Nikolay Afanasyevich Kubyak (Николай Афанасьевич Кубяк; August 10 [O.S. July 29] 1881 – November 27, 1937) was a Soviet state and party figure. Chairman of the All-Union Council for Communal Services by Central Executive Committee of the Soviet Union (1933–1937).

==Biography==
Born in the family of a foundry worker at the Bryansk factory in Bezhitsa. Of Russian ethnicity, he graduated from a parochial school.

Member of the Russian Social Democratic Labour Party since 1898.

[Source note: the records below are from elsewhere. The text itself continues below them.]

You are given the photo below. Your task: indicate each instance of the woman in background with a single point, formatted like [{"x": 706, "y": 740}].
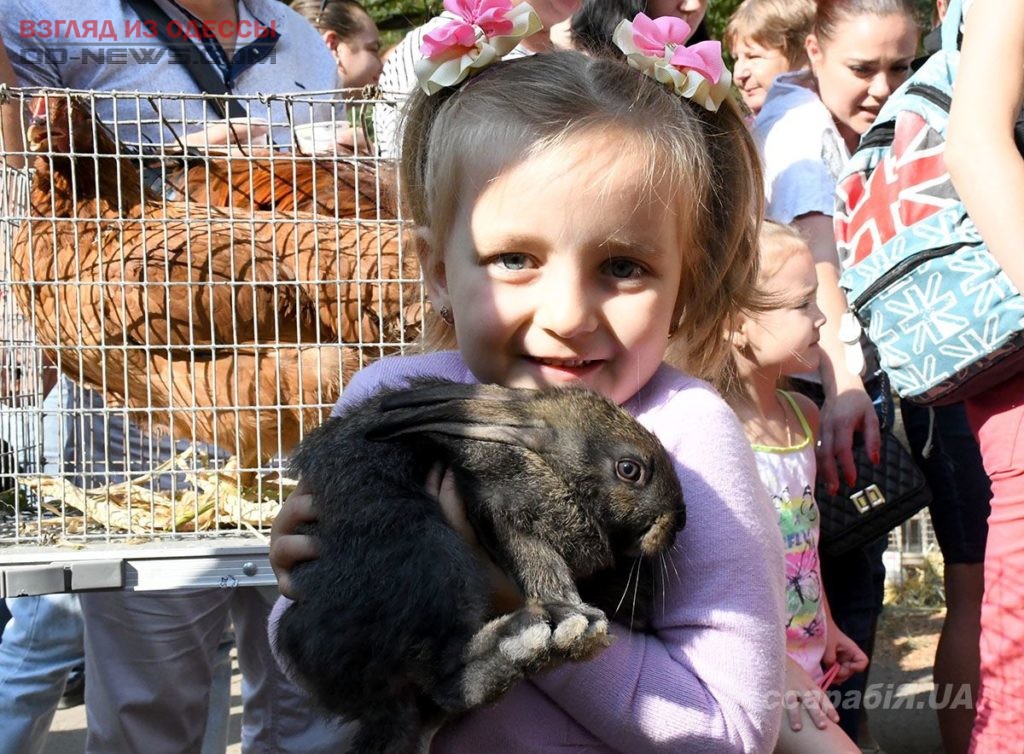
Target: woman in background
[
  {"x": 766, "y": 38},
  {"x": 350, "y": 35},
  {"x": 987, "y": 170}
]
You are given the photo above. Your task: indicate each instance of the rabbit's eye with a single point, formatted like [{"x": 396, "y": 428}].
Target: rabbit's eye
[{"x": 629, "y": 470}]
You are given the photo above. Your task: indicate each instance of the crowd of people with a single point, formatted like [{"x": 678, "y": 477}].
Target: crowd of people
[{"x": 584, "y": 214}]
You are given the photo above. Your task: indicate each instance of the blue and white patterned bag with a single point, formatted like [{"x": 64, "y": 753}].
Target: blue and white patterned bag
[{"x": 946, "y": 321}]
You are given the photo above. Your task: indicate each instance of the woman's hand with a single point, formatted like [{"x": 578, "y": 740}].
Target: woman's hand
[
  {"x": 842, "y": 415},
  {"x": 288, "y": 548},
  {"x": 843, "y": 651},
  {"x": 505, "y": 595},
  {"x": 803, "y": 695}
]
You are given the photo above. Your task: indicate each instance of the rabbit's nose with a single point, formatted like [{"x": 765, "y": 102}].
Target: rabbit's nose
[{"x": 662, "y": 534}]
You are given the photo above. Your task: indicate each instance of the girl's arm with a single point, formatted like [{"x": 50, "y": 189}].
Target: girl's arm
[
  {"x": 710, "y": 678},
  {"x": 848, "y": 407},
  {"x": 983, "y": 161},
  {"x": 841, "y": 648}
]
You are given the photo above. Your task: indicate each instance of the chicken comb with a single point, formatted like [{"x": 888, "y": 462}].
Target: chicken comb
[{"x": 38, "y": 108}]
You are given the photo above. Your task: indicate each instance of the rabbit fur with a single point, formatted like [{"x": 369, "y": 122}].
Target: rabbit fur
[{"x": 391, "y": 627}]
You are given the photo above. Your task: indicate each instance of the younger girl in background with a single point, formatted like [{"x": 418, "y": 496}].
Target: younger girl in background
[
  {"x": 577, "y": 220},
  {"x": 780, "y": 425}
]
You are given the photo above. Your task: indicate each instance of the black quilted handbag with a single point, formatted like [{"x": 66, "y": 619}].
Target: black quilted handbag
[{"x": 883, "y": 498}]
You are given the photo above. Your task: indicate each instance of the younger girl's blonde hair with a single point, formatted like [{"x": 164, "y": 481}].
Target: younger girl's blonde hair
[
  {"x": 777, "y": 244},
  {"x": 521, "y": 108},
  {"x": 775, "y": 25}
]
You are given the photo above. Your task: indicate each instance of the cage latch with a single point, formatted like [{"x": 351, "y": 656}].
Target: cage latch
[{"x": 19, "y": 581}]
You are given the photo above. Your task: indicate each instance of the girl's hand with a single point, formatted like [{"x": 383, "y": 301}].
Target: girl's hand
[
  {"x": 842, "y": 415},
  {"x": 803, "y": 695},
  {"x": 842, "y": 651},
  {"x": 288, "y": 548},
  {"x": 506, "y": 596}
]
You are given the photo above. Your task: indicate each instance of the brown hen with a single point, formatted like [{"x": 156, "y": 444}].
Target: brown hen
[
  {"x": 239, "y": 333},
  {"x": 344, "y": 187}
]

In 1917 the commandant of the Beloostrov station, since May the deputy of the Petrograd Soviet, the chairman of the Sestroretsk Zemstvo Administration (May–October), the chairman of the Sestroretsk District Committee of the RSDLP (b).

After the October Revolution, he became a member of the Petrograd District Committee of the RSDLP (b), People's Commissar of Agriculture of the Northern Region. Secretary, in March 1918, the chairman of the Petrograd Gubernia Party Committee and the vice-chairman of the Provincial Executive Committee. Since May 1918 the chairman of the executive committee of the Petrograd gubsoviet.

From October 1918 to February 1920, the chairman of the Petrograd Gubernia Committee of the RCP (b), deputy chairman of the executive committee of the Petrograd Gub Council.

in 1919 he became a member of the Revolutionary Military Council of the Petrograd Front. From 1920, the chairman of the Central Committee of the All-Workers' Union, in March 1921 – 1922, the responsible instructor of the Central Committee of the RCP (b). Since July 1920 member of the All-Russian Extraordinary Commission for the Elimination of Illiteracy and Literacy of the People's Commissariat of Education of the RSFSR. In 1920, Kubyak joined the Workers' Opposition, although soon departed from it.

Since November 1925 the first secretary of the Far Eastern Regional Committee.

From February 16, 1928, to December 24, 1929, the People's Commissar of Agriculture of the RSFSR and then (until 1931) the chairman of the "Energocenter" of the Supreme Council of the National Economy of the USSR. In 1929-1931 he became a member of the Presidium of the Supreme Council of the National Economy . In 1931-1932 he became the chairman of the Ivanovo regional executive committee. From 1933, Chairman of the All-Union Council for Public Utilities at the Central Executive Committee of the USSR .

On June 13, 1937, he was arrested. At the June (1937) Plenum of the Central Committee of the VKP (b) he was excluded from the candidates for membership in the Central Committee and from the party. The Military Collegium of the Supreme Court of the USSR on November 27, 1937, was sentenced to death and shot on the same day. He was buried in the New Don Cemetery.

Rehabilitated by the Military Collegium of the Supreme Court of the Soviet Union on March 14, 1956. On March 22, 1956, the Central Control Commission in the CPSU Central Committee reinstated him in the party.